Cape is a novel differential privacy mechanism for large language models that improves privacy-utility trade-offs by using context-aware prompt perturbation and a hybrid utility function, enabling more efficient and private inference.

Contribution

It introduces a context-aware prompt perturbation mechanism with a hybrid utility function and bucketized sampling, advancing privacy-preserving inference for LLMs.

Findings

Outperforms prior methods in privacy-utility trade-off

Effective in handling large sampling spaces

Demonstrates robustness across multiple datasets

Abstract

Large Language Models (LLMs) have gained significant popularity due to their remarkable capabilities in text understanding and generation. However, despite their widespread deployment in inference services such as ChatGPT, concerns about the potential leakage of sensitive user data have arisen. Existing solutions primarily rely on privacy-enhancing technologies to mitigate such risks, facing the trade-off among efficiency, privacy, and utility.

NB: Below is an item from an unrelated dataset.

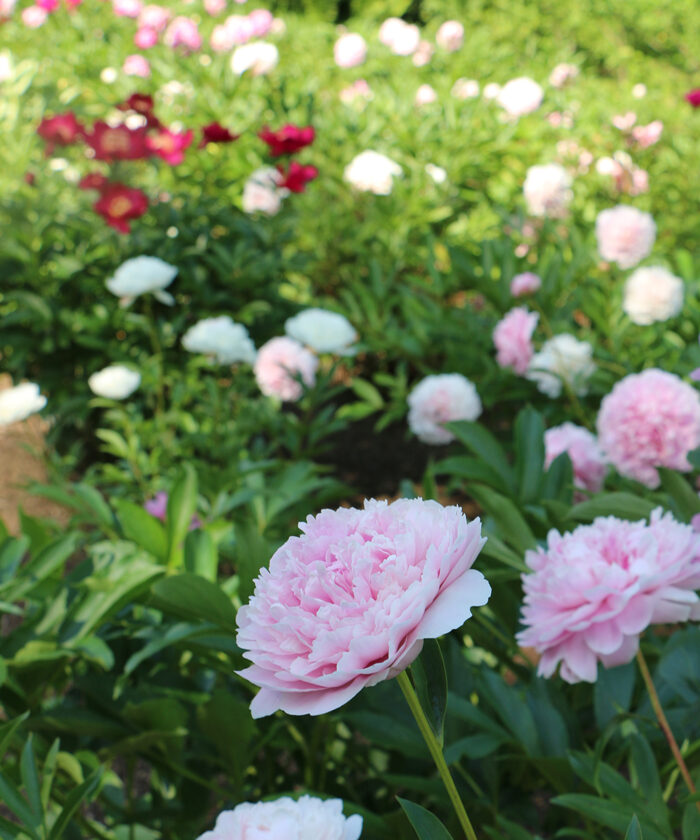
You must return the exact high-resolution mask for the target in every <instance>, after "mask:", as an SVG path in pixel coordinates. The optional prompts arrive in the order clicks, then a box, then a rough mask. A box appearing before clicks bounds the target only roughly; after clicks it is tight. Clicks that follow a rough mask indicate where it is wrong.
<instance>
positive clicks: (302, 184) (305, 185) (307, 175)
mask: <svg viewBox="0 0 700 840" xmlns="http://www.w3.org/2000/svg"><path fill="white" fill-rule="evenodd" d="M277 169H278V171H279V173H280V175H282V180H281V181H280V182H279V184H278V186H279V187H285V188H286V189H288V190H289V191H290V192H304V190H306V185H307V184H308V183H309V181H313V179H314V178H315V177H316V176H317V175H318V169H316V167H315V166H305V165H304V164H301V163H297V161H295V160H293V161H291V162H290V164H289V167H288V168H287V171H286V172H285V171H284V169H283V168H282V167H281V166H278V167H277Z"/></svg>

To narrow this gap, we propose Cape, a context-aware prompt perturbation mechanism based on differential privacy, to enable efficient inference with an improved privacy-utility trade-off. Concretely, we introduce a hybrid utility function that better captures the token similarity. Additionally, we propose a bucketized sampling mechanism to handle large sampling space, which might lead to long-tail phenomenons. Extensive experiments across multiple datasets, along with ablation studies, demonstrate that Cape achieves a better privacy-utility trade-off compared to prior state-of-the-art works.